The “Statement on Antiracist and Social Justice Work in the Writing Center” was drafted up by the professional staff, tutors, and the Director of the Center.
The statement begins by arguing that racism is pervasive throughout campus life.
“Racism is the normal condition of things. Racism is pervasive. It is in the systems, structures, rules, languages, expectations, and guidelines that make up our classes, school, and society,” it says.
Not only is racism pervasive in school, but it can be pervasive in the writing center too, the statement argues.
“For example, linguistic and writing research has shown clearly for many decades that there is no inherent ‘standard’ of English,” it says.
The belief that there is one standard dialect of English has long been understood by some progressives to be oppressive, since minority communities, particularly some African American minority communities, speak a different dialect of English.
“All language varieties, from Hawaiian Creole English to Black English Vernacular to Spanglish are legitimate, rule-governed, and communicative,” the Director of the Writing Center, Dr. Asao Inoue, wrote in his recent book.
The Writing Center vows to “look carefully and compassionately for ways that we may unintentionally perpetuate racism or social injustice, actively engaging in antiracist practices.”
To do this, the drafters of the statement outlined a nine-point plan.

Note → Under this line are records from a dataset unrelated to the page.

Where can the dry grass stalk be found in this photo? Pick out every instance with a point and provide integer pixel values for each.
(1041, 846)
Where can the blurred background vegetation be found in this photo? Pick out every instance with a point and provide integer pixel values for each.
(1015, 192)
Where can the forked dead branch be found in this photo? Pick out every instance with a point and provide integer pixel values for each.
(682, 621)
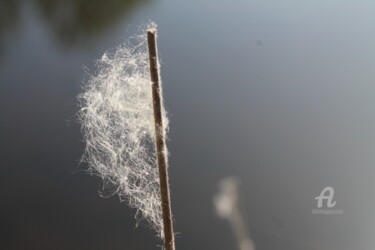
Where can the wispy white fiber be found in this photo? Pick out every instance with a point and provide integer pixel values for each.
(118, 128)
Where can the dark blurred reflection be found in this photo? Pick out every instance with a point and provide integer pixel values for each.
(72, 21)
(76, 20)
(9, 16)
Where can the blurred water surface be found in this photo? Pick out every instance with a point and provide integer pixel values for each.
(279, 93)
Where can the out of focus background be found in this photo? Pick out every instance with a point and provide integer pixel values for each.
(277, 93)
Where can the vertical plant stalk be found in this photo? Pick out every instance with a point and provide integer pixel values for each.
(160, 142)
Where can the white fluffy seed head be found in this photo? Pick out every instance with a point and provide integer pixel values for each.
(117, 122)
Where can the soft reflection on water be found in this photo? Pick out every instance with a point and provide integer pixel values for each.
(277, 93)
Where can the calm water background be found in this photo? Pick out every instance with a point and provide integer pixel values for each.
(279, 93)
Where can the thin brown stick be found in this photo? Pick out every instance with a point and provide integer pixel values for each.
(160, 142)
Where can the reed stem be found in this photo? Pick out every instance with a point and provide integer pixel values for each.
(160, 142)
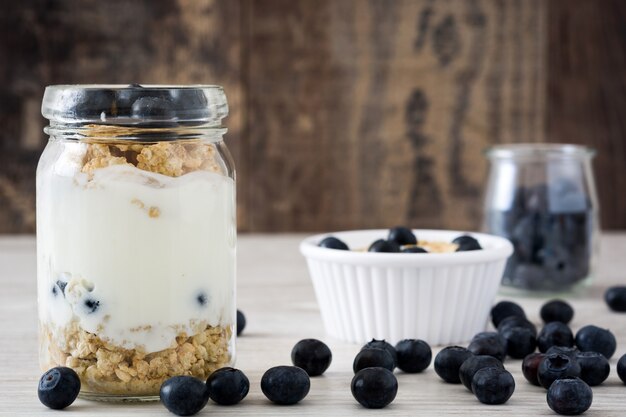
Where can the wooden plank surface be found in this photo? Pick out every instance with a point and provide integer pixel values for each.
(276, 294)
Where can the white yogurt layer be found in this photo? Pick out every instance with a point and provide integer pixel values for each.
(135, 257)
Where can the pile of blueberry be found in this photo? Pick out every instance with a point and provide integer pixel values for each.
(551, 229)
(401, 239)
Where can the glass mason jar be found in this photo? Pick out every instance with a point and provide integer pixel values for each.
(136, 236)
(542, 197)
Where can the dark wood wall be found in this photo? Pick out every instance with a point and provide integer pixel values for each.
(344, 114)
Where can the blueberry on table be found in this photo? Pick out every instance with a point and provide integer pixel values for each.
(373, 357)
(332, 242)
(488, 343)
(554, 333)
(448, 362)
(557, 310)
(594, 339)
(228, 386)
(382, 344)
(285, 385)
(569, 396)
(594, 367)
(473, 364)
(382, 245)
(505, 309)
(58, 387)
(615, 298)
(184, 395)
(312, 355)
(402, 236)
(374, 387)
(530, 367)
(493, 385)
(241, 322)
(556, 366)
(413, 355)
(466, 243)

They promise to “be sensitive” to how their “language practices and other microaggressions may make some people feel uncomfortable.” Additionally, they’ll conduct ongoing assessments of how the center may perpetuate “potential inequalities or oppressive practices.”

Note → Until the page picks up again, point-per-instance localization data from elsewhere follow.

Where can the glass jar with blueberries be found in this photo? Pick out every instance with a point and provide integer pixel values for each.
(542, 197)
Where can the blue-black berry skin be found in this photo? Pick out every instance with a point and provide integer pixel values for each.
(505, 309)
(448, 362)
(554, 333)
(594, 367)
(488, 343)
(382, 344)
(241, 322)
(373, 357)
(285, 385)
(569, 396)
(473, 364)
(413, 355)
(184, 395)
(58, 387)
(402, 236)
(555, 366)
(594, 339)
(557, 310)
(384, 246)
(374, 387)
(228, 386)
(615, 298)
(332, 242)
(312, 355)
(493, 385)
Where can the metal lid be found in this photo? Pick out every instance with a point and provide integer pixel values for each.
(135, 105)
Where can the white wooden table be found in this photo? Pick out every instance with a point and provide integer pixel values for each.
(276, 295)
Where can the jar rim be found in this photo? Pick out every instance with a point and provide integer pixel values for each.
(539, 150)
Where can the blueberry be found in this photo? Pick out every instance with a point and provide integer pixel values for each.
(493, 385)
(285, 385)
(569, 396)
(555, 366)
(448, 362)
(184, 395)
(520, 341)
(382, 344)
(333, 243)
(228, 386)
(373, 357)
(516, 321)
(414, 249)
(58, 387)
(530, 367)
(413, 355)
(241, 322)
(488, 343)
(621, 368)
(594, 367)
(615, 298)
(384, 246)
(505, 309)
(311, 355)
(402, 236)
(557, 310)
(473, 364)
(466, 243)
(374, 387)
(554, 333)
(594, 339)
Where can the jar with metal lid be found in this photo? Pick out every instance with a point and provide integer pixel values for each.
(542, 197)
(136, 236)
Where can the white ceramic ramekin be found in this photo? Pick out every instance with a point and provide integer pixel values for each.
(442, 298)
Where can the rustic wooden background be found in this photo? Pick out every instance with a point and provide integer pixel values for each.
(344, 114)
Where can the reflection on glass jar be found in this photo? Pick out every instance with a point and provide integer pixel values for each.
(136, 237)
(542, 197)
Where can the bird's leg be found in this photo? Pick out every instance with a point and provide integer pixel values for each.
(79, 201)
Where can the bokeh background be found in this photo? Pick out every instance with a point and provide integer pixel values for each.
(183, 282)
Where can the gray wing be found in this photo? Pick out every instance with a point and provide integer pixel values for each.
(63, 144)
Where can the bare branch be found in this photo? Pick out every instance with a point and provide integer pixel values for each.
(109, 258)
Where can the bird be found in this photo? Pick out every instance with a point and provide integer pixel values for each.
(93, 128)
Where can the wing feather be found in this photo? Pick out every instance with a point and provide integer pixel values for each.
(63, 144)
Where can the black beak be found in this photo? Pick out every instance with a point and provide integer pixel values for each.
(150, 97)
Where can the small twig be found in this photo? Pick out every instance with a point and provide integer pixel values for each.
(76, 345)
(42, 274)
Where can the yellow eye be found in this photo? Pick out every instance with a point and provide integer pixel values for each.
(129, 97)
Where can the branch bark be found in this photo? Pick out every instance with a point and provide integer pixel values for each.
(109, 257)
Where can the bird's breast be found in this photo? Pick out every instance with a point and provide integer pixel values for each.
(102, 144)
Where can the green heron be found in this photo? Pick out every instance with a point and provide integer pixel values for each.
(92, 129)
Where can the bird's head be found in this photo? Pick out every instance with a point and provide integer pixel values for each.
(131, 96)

“Just avoiding racism is not enough.”
The director of the Writing Center, Dr. Asao Inoue, has yet to respond to a Red Alert Politics request for comment.
Inoue is the publisher of “Antiracist Writing Ecologies: Teaching and Assessing Writing for a Socially Just Future,” which argues that “unintended racism that often occurs when teachers do not have explicit antiracist agendas in their assessments.”
His book also argues that race and gender are not real, writing, “As a social construction, race is complex, often composed of multiple factors that intersect in one’s life despite the fact that it is a fabrication by people over time.”
“We made up race, then it became something real. But it is not real, just as gender isn’t real,” he added.